En conséquence, le 10 février 2005, Lagardère annonce son intention de renoncer à l’autorisation obtenue pour Match TV sur la TNT. Officiellement, la raison invoquée est le coût de diffusion trop élevée, mais en réalité, cette décision s’inscrit dans le cadre du recentrage stratégique du groupe.
Cela n’empêchera pas la signature en mars 2005, d’un accord pluriannuel (jusqu’en 2008) entre la chaîne des stars et la 20th Century Fox portant sur la diffusion exclusive de 25 heures par an de biographies hollywoodiennes, avec des noms comme Ron Howard, Clint Eastwood ou encore Will Smith.

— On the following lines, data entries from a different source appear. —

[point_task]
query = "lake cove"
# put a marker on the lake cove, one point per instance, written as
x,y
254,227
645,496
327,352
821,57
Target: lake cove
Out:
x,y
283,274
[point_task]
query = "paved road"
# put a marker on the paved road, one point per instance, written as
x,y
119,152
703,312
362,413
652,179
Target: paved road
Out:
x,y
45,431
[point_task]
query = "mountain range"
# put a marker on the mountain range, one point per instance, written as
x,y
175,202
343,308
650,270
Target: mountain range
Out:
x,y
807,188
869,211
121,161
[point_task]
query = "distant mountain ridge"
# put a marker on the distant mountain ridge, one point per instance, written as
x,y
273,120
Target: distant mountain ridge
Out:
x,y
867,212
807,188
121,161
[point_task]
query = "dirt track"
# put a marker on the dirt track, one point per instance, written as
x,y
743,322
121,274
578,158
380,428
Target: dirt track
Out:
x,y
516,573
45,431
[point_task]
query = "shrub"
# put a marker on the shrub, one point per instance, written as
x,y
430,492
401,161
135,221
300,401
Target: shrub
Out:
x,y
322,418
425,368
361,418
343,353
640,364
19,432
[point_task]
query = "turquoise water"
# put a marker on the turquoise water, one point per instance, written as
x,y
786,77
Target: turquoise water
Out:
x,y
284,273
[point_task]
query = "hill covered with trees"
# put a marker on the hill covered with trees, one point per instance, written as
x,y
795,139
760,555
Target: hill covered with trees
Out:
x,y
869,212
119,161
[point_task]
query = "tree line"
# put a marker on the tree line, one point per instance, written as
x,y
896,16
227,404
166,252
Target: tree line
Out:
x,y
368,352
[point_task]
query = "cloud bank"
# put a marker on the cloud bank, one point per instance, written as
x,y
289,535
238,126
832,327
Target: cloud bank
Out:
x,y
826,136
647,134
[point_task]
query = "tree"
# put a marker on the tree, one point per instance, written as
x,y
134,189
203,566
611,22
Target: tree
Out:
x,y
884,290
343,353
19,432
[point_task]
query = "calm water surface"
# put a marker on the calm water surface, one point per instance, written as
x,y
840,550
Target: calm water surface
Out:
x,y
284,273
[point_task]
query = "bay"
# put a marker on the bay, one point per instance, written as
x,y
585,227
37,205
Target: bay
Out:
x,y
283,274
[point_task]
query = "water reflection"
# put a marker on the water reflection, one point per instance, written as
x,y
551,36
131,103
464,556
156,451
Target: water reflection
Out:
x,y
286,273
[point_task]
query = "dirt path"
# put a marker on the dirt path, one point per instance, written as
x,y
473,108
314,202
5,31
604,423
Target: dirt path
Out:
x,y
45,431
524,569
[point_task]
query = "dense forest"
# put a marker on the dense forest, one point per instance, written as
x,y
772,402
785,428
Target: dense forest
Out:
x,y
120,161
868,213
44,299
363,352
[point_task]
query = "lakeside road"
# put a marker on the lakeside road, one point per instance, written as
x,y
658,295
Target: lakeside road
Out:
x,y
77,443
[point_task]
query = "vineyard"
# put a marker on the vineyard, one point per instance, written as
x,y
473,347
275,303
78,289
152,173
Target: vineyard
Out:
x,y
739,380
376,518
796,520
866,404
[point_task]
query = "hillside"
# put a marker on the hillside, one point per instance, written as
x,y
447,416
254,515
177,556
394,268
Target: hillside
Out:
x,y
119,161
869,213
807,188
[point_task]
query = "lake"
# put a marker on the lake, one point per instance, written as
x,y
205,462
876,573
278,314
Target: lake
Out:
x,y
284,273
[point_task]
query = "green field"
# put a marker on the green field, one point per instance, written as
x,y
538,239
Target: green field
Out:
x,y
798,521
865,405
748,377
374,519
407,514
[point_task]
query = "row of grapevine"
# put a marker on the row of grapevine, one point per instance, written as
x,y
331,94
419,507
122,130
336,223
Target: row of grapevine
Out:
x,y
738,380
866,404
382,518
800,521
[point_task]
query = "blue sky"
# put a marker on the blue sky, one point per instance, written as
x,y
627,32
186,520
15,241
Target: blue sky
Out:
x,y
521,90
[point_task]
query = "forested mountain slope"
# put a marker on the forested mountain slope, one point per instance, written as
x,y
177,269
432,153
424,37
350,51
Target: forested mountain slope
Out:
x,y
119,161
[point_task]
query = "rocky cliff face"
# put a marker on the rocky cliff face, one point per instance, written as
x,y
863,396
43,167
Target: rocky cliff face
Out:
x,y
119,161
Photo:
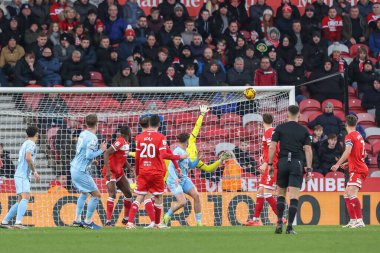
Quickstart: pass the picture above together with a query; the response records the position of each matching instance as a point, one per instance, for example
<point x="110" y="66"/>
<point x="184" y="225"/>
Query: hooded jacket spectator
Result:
<point x="213" y="76"/>
<point x="330" y="88"/>
<point x="125" y="77"/>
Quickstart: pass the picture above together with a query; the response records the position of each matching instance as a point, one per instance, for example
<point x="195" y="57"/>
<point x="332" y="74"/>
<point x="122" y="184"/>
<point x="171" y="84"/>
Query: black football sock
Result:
<point x="280" y="208"/>
<point x="293" y="208"/>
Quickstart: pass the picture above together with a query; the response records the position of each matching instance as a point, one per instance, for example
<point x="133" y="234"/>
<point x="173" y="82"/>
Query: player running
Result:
<point x="267" y="183"/>
<point x="181" y="185"/>
<point x="355" y="153"/>
<point x="86" y="151"/>
<point x="25" y="168"/>
<point x="115" y="159"/>
<point x="151" y="149"/>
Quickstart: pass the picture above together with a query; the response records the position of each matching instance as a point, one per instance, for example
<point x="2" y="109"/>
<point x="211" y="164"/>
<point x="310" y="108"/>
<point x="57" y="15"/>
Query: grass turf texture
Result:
<point x="191" y="239"/>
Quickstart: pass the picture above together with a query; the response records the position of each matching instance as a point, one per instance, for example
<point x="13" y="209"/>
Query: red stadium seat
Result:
<point x="230" y="119"/>
<point x="154" y="105"/>
<point x="176" y="103"/>
<point x="366" y="120"/>
<point x="109" y="105"/>
<point x="376" y="149"/>
<point x="310" y="105"/>
<point x="338" y="106"/>
<point x="354" y="49"/>
<point x="314" y="116"/>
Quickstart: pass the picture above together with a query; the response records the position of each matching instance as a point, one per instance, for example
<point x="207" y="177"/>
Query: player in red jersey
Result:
<point x="151" y="150"/>
<point x="267" y="183"/>
<point x="115" y="159"/>
<point x="355" y="153"/>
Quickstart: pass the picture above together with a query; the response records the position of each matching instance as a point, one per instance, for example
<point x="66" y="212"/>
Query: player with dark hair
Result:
<point x="295" y="144"/>
<point x="355" y="153"/>
<point x="25" y="168"/>
<point x="267" y="182"/>
<point x="151" y="150"/>
<point x="115" y="159"/>
<point x="86" y="151"/>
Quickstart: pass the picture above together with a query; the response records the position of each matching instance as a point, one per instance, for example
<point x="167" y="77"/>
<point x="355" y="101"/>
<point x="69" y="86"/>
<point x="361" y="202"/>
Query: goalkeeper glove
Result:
<point x="204" y="109"/>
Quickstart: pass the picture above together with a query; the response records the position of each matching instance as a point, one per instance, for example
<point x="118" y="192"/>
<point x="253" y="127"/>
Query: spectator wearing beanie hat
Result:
<point x="125" y="77"/>
<point x="285" y="21"/>
<point x="332" y="26"/>
<point x="295" y="13"/>
<point x="64" y="49"/>
<point x="257" y="10"/>
<point x="129" y="43"/>
<point x="314" y="52"/>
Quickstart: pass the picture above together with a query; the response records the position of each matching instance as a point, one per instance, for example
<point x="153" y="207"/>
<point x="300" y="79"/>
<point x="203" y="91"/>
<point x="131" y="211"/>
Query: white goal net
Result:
<point x="233" y="124"/>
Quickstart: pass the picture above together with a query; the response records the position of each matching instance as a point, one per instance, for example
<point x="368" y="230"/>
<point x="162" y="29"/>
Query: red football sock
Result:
<point x="258" y="206"/>
<point x="110" y="205"/>
<point x="149" y="209"/>
<point x="158" y="210"/>
<point x="350" y="209"/>
<point x="273" y="203"/>
<point x="127" y="206"/>
<point x="357" y="207"/>
<point x="133" y="211"/>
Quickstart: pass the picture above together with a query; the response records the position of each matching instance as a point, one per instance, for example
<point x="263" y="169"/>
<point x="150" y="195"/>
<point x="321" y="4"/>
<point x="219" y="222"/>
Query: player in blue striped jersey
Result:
<point x="86" y="151"/>
<point x="25" y="169"/>
<point x="181" y="184"/>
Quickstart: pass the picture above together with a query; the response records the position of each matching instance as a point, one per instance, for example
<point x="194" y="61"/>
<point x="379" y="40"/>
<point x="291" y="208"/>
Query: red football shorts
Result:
<point x="356" y="179"/>
<point x="153" y="183"/>
<point x="267" y="181"/>
<point x="117" y="174"/>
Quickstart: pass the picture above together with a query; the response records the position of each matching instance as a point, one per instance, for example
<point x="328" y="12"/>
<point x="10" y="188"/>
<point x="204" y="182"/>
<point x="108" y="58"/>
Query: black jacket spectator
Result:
<point x="328" y="156"/>
<point x="7" y="169"/>
<point x="328" y="88"/>
<point x="256" y="10"/>
<point x="24" y="75"/>
<point x="213" y="76"/>
<point x="314" y="52"/>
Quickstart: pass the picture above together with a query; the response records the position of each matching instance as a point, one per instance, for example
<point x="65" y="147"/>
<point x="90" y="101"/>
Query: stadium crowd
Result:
<point x="62" y="44"/>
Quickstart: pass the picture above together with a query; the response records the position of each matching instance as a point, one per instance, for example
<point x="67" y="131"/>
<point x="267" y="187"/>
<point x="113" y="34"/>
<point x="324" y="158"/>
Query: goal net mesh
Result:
<point x="233" y="124"/>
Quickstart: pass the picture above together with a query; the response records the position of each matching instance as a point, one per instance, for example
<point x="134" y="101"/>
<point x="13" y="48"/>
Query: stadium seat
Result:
<point x="252" y="117"/>
<point x="372" y="133"/>
<point x="376" y="149"/>
<point x="176" y="103"/>
<point x="336" y="174"/>
<point x="314" y="116"/>
<point x="186" y="117"/>
<point x="132" y="105"/>
<point x="338" y="105"/>
<point x="154" y="105"/>
<point x="109" y="105"/>
<point x="310" y="105"/>
<point x="354" y="49"/>
<point x="230" y="119"/>
<point x="366" y="120"/>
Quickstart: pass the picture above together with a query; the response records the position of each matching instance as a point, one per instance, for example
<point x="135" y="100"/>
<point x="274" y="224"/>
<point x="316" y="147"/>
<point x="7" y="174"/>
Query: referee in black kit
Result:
<point x="295" y="144"/>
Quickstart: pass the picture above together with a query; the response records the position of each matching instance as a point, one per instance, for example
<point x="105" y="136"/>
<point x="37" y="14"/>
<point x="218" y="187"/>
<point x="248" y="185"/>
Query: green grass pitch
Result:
<point x="191" y="239"/>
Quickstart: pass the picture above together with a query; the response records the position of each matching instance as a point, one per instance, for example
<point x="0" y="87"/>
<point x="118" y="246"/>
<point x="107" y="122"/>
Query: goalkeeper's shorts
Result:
<point x="184" y="186"/>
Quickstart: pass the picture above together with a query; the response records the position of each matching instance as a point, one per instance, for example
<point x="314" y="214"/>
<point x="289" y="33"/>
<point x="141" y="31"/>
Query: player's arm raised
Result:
<point x="29" y="160"/>
<point x="343" y="158"/>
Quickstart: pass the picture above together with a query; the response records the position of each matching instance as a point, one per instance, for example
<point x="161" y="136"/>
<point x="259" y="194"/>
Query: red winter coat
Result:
<point x="265" y="77"/>
<point x="332" y="28"/>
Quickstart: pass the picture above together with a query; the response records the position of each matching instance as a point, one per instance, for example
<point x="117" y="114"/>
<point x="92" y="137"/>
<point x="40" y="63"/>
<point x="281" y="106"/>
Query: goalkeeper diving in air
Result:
<point x="180" y="185"/>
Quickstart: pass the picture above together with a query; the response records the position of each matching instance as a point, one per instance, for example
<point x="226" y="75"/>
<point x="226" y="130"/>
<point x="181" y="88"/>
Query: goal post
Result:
<point x="233" y="124"/>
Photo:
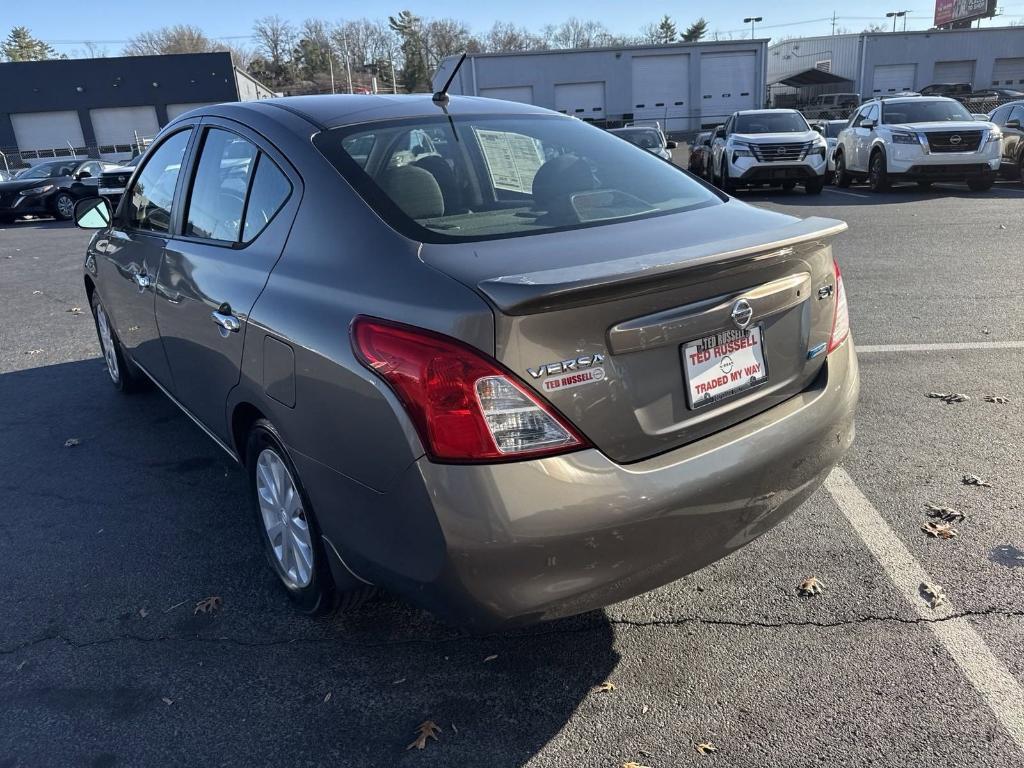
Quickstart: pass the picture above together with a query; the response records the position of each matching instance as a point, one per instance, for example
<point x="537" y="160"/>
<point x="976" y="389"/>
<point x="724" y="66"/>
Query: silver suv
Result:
<point x="918" y="138"/>
<point x="768" y="146"/>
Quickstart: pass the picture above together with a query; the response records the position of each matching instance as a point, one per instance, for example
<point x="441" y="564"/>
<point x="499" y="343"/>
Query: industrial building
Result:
<point x="684" y="86"/>
<point x="105" y="108"/>
<point x="881" y="64"/>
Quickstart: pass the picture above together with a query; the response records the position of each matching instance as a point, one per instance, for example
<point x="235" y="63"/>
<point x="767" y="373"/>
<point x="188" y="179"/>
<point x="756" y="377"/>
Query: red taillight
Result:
<point x="465" y="406"/>
<point x="841" y="316"/>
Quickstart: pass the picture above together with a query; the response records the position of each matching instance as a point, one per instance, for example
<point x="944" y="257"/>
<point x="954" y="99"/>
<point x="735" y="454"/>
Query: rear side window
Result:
<point x="217" y="203"/>
<point x="148" y="205"/>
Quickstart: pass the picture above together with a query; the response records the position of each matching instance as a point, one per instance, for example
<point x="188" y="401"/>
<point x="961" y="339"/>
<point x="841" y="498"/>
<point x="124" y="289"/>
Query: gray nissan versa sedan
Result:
<point x="476" y="352"/>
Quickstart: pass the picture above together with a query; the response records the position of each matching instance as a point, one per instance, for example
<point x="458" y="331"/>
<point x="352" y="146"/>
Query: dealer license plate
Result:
<point x="726" y="364"/>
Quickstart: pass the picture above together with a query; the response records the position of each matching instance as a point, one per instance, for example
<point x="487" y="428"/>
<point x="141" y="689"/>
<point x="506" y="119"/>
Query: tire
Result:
<point x="124" y="375"/>
<point x="288" y="527"/>
<point x="64" y="206"/>
<point x="878" y="174"/>
<point x="842" y="177"/>
<point x="981" y="183"/>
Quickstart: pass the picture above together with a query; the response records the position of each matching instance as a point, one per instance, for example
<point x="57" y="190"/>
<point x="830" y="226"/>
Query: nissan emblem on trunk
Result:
<point x="742" y="313"/>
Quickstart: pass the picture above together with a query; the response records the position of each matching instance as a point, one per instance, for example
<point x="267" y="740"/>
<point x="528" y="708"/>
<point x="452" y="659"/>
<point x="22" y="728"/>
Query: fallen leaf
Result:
<point x="933" y="594"/>
<point x="939" y="529"/>
<point x="810" y="587"/>
<point x="426" y="729"/>
<point x="975" y="480"/>
<point x="208" y="605"/>
<point x="944" y="513"/>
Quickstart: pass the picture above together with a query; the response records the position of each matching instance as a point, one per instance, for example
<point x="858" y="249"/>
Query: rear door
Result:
<point x="241" y="197"/>
<point x="129" y="258"/>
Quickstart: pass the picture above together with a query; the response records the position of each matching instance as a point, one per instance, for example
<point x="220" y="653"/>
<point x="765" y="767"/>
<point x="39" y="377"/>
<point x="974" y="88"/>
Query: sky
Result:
<point x="68" y="25"/>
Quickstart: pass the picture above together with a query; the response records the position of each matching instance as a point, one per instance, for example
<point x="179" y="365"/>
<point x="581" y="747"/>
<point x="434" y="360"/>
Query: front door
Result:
<point x="128" y="257"/>
<point x="232" y="228"/>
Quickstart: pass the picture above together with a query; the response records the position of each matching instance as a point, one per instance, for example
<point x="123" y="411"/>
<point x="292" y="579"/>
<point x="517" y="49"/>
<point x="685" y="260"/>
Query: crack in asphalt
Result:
<point x="635" y="624"/>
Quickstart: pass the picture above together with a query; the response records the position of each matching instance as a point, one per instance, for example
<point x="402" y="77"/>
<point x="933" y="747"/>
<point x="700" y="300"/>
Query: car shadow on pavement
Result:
<point x="108" y="544"/>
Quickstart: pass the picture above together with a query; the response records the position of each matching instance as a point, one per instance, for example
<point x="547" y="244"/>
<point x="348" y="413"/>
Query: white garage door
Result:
<point x="953" y="72"/>
<point x="727" y="84"/>
<point x="174" y="110"/>
<point x="893" y="79"/>
<point x="48" y="132"/>
<point x="119" y="128"/>
<point x="662" y="89"/>
<point x="584" y="100"/>
<point x="1009" y="72"/>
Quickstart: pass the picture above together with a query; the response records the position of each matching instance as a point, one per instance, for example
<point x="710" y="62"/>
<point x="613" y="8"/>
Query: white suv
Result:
<point x="768" y="146"/>
<point x="918" y="138"/>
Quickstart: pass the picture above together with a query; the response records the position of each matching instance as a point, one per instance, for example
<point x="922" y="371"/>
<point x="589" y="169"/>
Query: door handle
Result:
<point x="226" y="321"/>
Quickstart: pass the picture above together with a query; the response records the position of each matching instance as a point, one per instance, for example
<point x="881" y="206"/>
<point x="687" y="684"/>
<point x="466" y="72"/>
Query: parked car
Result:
<point x="699" y="161"/>
<point x="114" y="180"/>
<point x="648" y="138"/>
<point x="506" y="407"/>
<point x="828" y="105"/>
<point x="49" y="188"/>
<point x="769" y="146"/>
<point x="952" y="90"/>
<point x="830" y="130"/>
<point x="921" y="138"/>
<point x="1009" y="119"/>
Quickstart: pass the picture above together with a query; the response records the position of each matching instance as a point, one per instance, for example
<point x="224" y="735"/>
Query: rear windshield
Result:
<point x="496" y="176"/>
<point x="771" y="122"/>
<point x="924" y="112"/>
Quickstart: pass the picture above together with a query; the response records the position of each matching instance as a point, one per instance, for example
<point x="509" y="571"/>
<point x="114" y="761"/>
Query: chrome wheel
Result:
<point x="107" y="342"/>
<point x="284" y="519"/>
<point x="66" y="206"/>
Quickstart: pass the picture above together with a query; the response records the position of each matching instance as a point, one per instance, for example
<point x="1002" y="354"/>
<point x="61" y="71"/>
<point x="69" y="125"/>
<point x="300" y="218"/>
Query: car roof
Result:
<point x="339" y="110"/>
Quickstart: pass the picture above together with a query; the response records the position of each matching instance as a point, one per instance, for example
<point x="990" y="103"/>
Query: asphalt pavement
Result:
<point x="105" y="547"/>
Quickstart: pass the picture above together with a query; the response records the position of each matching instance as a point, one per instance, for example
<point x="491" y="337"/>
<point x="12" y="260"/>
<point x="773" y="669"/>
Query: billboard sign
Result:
<point x="962" y="11"/>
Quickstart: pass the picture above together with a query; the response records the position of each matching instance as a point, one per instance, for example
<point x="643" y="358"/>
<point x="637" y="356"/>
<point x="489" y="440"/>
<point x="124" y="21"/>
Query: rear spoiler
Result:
<point x="554" y="289"/>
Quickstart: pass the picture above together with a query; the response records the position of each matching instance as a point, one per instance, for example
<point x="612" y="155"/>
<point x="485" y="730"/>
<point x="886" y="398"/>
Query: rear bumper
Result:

Néanmoins et de l’aveu même d’Arnaud Lagardère, la chaîne manque de perspectives. Le 19 juillet 2005, le groupe éponyme annonce dans un communiqué l’arrêt de Match TV invoquant la situation financière de la chaîne “significativement déficitaire depuis sa création”.
Les raisons d'un échec
Dès ses débuts, Match TV a souffert d’un positionnement éditorial ambigu, coincé entre l’information, la renommée du magazine Paris Match, et les mondanités, stars et paillettes. Ce dilemme a retardé le lancement de la chaîne, car Match TV ne devait pas être trop “people” sous peine de dégrader l’image de marque de Paris Match. Elle finit par démarrer avec un mélange hétéroclite : Amanda Lear et Stéphanie de Monaco d’un côté, Alain Généstar, Hervé Chabalier et Serge Maoti de l’autre. Cette ligne éditoriale bancale évoluait dans un environnement extrêmement concurrentiel, face à des chaînes mini-généralistes bien établies comme Canal Jimmy ou Paris Première, et à des chaînes ultra-thématisées peinant à s’imposer. Le choix du tout-people à la rentrée 2004 a définitivement dérouté les téléspectateurs.
Pendant plusieurs années, les priorités du groupe ont varié : développement de nouvelles chaînes thématiques à la fin des années 1990, création d’une chaîne semi-généraliste pour préparer l’arrivée de la TNT au début des années 2000, puis retour sur le segment des chaînes thématiques destinées à la TNT gratuite. Match TV a payé le prix du manque de vision stratégique du groupe en matière de télévision et de la crise traversée par les chaînes thématiques au milieu des années 2000.
Match TV cesse d’émettre le 31 août 2005 à 7 heures du matin.